León Trahtemberg
Correo, 20 de junio del 2025
Durante décadas, la escuela ha operado como un restaurante de menú fijo. Los profesores cocinan los contenidos, los sirven en porciones iguales, y los alumnos los consumen en silencio, agradeciendo o disimulando la indigestión. Se les evalúa por su capacidad para repetir con exactitud la receta. Pero comer no es crear. Y aprender no es tragar.
¿Y si en vez de comensales los tratáramos como cocineros? ¿Y si el aula fuera una cocina experimental, donde cada alumno pudiera combinar ingredientes a su modo, probar sabores nuevos, arriesgarse con recetas propias, fallar y volver a intentar?

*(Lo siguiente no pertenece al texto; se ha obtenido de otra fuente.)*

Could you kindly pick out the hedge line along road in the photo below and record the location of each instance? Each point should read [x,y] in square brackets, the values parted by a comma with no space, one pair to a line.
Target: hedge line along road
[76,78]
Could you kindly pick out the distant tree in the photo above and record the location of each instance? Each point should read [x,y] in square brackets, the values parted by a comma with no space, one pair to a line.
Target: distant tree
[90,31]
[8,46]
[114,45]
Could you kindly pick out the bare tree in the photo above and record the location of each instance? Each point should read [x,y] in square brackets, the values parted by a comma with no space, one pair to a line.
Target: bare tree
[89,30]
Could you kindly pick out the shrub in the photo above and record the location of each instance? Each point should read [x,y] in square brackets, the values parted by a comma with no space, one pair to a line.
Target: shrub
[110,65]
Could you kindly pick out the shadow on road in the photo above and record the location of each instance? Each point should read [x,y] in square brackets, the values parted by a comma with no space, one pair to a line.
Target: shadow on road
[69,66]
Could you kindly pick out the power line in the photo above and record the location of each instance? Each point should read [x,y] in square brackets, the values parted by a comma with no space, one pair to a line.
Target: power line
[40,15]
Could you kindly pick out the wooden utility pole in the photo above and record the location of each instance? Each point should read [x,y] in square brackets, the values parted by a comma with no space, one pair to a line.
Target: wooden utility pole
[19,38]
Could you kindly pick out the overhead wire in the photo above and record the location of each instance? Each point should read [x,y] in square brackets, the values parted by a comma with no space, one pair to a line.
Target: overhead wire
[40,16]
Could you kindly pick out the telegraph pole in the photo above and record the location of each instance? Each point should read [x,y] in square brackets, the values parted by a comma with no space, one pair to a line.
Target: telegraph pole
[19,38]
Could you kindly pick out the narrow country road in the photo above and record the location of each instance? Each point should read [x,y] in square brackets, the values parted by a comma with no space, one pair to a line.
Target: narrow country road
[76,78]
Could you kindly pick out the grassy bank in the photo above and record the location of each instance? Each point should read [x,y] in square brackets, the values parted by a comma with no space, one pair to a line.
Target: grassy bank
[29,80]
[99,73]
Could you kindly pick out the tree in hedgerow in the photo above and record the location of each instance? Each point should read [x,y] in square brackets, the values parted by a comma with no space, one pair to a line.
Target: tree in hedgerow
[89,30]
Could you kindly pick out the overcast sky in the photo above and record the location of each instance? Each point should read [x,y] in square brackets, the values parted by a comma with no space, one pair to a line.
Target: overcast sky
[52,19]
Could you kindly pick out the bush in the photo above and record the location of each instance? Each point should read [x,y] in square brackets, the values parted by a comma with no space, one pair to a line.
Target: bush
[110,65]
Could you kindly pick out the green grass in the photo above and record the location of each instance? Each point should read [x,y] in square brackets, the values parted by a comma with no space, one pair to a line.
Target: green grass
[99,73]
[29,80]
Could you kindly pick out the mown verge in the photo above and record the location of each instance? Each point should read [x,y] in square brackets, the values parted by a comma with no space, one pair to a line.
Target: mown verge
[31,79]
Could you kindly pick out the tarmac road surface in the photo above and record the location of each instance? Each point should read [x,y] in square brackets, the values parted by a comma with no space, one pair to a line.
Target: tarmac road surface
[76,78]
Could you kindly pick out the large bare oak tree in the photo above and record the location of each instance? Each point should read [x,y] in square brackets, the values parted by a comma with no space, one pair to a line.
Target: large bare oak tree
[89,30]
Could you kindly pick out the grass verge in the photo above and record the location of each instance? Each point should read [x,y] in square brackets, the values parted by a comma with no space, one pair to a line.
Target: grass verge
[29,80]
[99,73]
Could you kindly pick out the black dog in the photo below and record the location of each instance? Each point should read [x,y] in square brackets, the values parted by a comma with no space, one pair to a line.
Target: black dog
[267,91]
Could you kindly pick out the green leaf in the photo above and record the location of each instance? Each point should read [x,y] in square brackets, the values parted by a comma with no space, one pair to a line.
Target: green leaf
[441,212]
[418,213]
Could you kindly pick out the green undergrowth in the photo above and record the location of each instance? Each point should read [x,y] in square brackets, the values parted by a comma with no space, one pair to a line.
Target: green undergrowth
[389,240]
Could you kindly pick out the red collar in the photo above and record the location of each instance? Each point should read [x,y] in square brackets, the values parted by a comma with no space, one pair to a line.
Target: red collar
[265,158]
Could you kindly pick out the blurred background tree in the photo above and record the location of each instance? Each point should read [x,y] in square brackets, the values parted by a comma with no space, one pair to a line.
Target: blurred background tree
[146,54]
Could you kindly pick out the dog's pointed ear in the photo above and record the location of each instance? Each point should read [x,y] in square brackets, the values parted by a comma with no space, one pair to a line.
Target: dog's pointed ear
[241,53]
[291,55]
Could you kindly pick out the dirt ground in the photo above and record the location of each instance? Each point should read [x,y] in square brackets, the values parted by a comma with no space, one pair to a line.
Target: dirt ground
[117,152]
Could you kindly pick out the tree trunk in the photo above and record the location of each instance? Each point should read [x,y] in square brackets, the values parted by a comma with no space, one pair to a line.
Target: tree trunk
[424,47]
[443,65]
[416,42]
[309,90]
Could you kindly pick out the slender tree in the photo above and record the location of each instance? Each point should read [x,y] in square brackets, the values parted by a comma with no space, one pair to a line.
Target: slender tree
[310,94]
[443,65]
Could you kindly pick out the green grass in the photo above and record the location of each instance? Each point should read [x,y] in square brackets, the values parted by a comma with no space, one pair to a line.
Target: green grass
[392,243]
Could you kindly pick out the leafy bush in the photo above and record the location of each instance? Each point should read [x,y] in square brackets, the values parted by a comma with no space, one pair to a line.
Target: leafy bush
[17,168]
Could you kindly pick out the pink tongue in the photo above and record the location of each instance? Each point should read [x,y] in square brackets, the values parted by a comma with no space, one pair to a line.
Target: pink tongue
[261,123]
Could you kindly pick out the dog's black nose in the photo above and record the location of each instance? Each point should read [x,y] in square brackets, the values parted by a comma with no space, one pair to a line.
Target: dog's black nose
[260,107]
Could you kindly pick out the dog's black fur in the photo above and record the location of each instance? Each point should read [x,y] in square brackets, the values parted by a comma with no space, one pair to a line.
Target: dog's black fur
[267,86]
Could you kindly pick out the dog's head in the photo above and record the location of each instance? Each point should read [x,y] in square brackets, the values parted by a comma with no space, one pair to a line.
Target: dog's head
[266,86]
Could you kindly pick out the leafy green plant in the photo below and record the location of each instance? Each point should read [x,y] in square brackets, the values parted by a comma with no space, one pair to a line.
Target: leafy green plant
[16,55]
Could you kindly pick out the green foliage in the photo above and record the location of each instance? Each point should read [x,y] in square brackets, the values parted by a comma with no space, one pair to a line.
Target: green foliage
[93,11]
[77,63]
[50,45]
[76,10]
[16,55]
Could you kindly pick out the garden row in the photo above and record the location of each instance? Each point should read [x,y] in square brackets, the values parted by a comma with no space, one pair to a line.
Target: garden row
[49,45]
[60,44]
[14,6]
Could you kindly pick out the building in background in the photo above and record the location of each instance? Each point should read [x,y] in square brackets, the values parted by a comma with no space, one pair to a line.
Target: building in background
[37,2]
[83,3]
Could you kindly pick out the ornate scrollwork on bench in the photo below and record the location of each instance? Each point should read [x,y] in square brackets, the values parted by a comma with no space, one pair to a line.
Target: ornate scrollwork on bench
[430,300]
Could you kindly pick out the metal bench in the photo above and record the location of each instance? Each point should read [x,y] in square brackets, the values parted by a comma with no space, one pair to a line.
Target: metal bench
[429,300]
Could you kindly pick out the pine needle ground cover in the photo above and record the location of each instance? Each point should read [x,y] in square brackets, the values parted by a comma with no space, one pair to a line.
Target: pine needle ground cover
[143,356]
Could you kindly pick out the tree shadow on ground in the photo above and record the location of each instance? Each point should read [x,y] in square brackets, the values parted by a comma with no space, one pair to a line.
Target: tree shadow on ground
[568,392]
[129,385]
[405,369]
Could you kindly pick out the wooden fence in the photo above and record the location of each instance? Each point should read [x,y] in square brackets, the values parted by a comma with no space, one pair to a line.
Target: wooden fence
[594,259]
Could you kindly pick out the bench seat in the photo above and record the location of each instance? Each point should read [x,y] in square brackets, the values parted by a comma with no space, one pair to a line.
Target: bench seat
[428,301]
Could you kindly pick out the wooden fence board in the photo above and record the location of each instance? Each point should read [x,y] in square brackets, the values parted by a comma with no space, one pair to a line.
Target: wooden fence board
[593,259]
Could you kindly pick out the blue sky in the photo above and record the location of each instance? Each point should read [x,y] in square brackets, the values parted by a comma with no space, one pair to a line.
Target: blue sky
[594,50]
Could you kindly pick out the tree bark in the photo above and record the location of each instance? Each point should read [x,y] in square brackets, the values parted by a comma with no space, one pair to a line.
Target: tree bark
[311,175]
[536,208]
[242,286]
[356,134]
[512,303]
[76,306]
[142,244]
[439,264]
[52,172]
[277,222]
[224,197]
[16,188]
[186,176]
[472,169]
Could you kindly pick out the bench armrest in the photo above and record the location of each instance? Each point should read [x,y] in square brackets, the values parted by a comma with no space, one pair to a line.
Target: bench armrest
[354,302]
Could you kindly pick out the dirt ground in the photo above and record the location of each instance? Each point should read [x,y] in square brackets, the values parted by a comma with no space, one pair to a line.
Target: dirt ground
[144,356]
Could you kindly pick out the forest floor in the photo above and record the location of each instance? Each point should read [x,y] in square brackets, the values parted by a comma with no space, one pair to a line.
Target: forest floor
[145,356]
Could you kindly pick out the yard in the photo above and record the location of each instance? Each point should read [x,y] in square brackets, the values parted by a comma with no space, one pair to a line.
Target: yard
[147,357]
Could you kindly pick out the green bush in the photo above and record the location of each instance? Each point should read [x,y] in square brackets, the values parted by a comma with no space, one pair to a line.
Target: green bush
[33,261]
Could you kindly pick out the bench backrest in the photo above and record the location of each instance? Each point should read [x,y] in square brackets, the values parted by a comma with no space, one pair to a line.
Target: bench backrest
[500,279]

En la educación de vanguardia, el estudiante no es el destinatario de lo sabido, sino el autor de lo que está por descubrir. La información no se sirve en bandeja. Se busca, se mezcla, se cuestiona, se convierte en expresión. Aprender se parece más a escribir una canción que a copiar una partitura. Más a construir un refugio que a memorizar su plano.
El reto para los educadores es dejar de ser mozos de contenido y convertirse en mentores de proceso. Abrir espacios para la creatividad, la iniciativa, el error fértil. Permitir que el aprendizaje tenga olor, textura, fuego. Porque el conocimiento que se cocina desde dentro deja huella. No es efímero, no se digiere y se olvida: se convierte en parte del que aprende.
La pregunta ya no es “¿qué le vamos a enseñar hoy?”, sino “¿qué va a producir hoy este estudiante con lo que descubra?”. Solo así, la educación dejará de ser una experiencia de consumo… y se convertirá en una experiencia de transformación.